# General question about rosetails



## inareverie85 (Apr 18, 2008)

I don't really have intentions to breed, since I wouldn't know what to do with all the offspring, but I still like to read this section of the forum and dream. 

And every now and then I get a few questions.

I've noticed in a few threads that people warn against breeding rosetails. Why is this? Is this simply for fin structure and quality or is there some other problem in fish that have them? Is the reason not to breed these guys a health reason or is it because most breeding programs seek to improve the species?

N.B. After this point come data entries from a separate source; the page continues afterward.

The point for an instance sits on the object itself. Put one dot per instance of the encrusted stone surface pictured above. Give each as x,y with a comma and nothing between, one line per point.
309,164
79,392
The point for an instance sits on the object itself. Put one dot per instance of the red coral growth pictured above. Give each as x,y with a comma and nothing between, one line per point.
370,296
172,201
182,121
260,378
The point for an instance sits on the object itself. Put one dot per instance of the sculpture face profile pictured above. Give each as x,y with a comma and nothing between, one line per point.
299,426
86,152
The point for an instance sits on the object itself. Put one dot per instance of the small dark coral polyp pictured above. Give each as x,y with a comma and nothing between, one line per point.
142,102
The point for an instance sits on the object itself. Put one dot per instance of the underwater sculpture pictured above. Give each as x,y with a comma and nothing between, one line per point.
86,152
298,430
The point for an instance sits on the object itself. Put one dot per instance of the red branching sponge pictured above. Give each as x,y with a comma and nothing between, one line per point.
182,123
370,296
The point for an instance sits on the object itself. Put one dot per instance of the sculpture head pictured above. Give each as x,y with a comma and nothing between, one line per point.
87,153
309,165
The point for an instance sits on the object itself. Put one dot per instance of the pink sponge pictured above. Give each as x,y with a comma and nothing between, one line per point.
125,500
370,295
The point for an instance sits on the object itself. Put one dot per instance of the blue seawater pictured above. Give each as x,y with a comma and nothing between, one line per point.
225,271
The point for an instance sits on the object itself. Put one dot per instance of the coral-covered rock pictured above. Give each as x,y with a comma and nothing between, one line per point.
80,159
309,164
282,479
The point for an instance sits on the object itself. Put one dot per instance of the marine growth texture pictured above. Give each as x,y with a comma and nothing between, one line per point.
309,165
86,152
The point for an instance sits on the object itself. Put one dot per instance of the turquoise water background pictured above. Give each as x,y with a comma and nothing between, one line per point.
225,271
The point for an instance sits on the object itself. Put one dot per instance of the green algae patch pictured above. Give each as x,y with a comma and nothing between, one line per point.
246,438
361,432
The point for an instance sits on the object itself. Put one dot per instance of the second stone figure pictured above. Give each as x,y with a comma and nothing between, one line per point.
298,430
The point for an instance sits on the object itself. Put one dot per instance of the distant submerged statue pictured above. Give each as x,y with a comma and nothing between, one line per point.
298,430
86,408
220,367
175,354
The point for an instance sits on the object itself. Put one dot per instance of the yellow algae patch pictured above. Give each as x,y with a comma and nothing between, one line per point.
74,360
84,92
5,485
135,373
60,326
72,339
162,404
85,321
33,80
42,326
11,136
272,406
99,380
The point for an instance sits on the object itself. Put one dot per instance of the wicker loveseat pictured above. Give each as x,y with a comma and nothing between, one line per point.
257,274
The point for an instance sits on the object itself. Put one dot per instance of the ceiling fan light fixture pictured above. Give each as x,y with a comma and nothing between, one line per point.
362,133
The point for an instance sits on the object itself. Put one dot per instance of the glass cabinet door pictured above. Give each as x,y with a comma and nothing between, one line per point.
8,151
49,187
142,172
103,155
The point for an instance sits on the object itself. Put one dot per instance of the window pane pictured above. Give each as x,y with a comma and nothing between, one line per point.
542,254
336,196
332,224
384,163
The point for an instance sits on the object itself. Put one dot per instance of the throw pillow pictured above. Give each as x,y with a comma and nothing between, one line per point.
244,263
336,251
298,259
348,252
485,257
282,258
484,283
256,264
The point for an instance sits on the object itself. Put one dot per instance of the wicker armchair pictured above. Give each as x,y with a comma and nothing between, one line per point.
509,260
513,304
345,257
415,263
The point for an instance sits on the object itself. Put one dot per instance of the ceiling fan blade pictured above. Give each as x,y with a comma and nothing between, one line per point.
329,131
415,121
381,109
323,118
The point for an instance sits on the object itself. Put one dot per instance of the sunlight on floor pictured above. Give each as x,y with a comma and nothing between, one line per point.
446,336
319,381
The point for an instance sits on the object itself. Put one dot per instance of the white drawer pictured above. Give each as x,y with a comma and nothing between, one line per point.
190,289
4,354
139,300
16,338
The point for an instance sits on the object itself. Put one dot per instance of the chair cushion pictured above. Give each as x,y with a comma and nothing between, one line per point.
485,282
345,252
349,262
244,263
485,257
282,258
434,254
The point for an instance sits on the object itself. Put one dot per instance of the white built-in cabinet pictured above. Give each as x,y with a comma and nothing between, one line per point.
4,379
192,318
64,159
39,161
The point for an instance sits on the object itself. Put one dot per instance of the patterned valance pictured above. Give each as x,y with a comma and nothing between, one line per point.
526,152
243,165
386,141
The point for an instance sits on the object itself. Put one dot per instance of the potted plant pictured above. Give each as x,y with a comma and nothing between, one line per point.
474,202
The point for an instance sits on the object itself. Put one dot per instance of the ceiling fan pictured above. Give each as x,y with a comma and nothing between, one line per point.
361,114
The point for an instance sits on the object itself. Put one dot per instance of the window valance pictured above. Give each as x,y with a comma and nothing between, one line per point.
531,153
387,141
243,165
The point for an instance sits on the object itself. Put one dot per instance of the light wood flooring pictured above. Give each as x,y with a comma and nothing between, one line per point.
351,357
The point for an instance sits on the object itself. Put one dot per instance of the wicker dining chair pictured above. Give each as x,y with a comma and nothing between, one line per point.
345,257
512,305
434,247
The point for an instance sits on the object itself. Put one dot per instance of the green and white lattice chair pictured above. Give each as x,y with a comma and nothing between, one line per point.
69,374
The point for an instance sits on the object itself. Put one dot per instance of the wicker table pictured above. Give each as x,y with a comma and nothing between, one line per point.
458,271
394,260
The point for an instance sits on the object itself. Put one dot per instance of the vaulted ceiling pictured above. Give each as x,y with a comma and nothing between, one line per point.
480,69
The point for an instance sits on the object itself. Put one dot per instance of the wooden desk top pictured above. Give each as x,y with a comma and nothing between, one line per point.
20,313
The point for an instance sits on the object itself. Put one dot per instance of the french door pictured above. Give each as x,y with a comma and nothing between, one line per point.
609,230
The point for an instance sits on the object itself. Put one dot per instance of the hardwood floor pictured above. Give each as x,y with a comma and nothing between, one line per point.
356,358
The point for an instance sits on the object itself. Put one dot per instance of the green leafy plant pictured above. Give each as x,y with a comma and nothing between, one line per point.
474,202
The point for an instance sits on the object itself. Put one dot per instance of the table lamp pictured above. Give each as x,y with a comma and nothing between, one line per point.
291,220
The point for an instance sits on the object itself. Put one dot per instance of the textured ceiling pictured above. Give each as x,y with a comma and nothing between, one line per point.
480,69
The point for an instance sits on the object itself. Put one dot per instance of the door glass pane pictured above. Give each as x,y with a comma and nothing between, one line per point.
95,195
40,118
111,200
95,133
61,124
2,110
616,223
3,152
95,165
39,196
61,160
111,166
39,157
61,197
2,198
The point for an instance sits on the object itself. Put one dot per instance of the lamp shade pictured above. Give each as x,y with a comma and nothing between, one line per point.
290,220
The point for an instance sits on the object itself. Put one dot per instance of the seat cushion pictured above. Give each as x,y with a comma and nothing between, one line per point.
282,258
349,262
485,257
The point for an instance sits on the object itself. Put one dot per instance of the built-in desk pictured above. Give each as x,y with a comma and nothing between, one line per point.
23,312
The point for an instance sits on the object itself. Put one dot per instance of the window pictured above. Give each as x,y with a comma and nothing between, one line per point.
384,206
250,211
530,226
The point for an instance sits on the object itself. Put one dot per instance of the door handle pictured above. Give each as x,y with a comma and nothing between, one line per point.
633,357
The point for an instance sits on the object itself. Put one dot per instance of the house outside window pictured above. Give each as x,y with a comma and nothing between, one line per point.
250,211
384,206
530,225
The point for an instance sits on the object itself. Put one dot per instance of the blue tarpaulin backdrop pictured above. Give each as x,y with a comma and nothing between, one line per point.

I just wonder because I have an orange feathertail male. Is that similar to a rose? When I picked him up from petco I thought that maybe he was a biter or that he had some finrot and that maybe he was clamped, but once he colored up and his finnage smoothed out, I realized that these "folds" were just a natural part of his tail. That led me to research these other less common fin types.

I don't have a good photo of him, but his finnage is similar to this:









Anyway, I was just curious since in my daydreams I often wondered if he'd have many fry with a pretty tail like his.  Even if I'm not breeding for real, I'd like to daydream as if I were a LEGIT breeder


----------



## KadenJames (Mar 23, 2012)

Rosetails are basically mutated halfmoons. There is so much branching on the tail, it folds and flops over on itself. Feathertails are a different kind of rosetail, with different branching structure. Breeders try to stay away from them because they are very difficult to breed consistently, and they usually come with a number of other malformations, too, like bad scaling, spinal problems and small ventrals, small bodies, and slow growth. A lot of breeders will cull any rosetails they see early on in their spawn. They are very difficult to breed out of a line.

Such a pity they come with such problems, they sure are gorgeous. Perhaps someone is currently working on breeding the defects out of this strain? And one day we can have normal, healthy, true breeding roses. :-D


----------



## MrVampire181 (May 12, 2009)

Agreed ^


----------



## Luimeril (Dec 29, 2010)

also, someone i know bought rose tails, but they always seemed unhealthy. they'd die from something as simple as ick. so, their immune systems seem to be pretty weak, and that could be related to the rose tail trait...


----------



## sparkyjoe (Feb 27, 2012)

OK, now y'all kinda got me worried.

I have one little boy, Arthur, that I got at Petco where he was listed as a HMPK, well, he's actually a double tail and his fins have gotten longer, even if they don't seem as long as a regular, long finned Half Moon, but I don't have a lot of betta experience, so who knows.

It does seem to me that my boy's fins are rather ruffled, and he has very, very short ventral fins.

I would kinda prefer he just be some sort of beautiful "mutt" than have possible genetic problems. I already worry enough because I've read that DTs can have challenges with SBD.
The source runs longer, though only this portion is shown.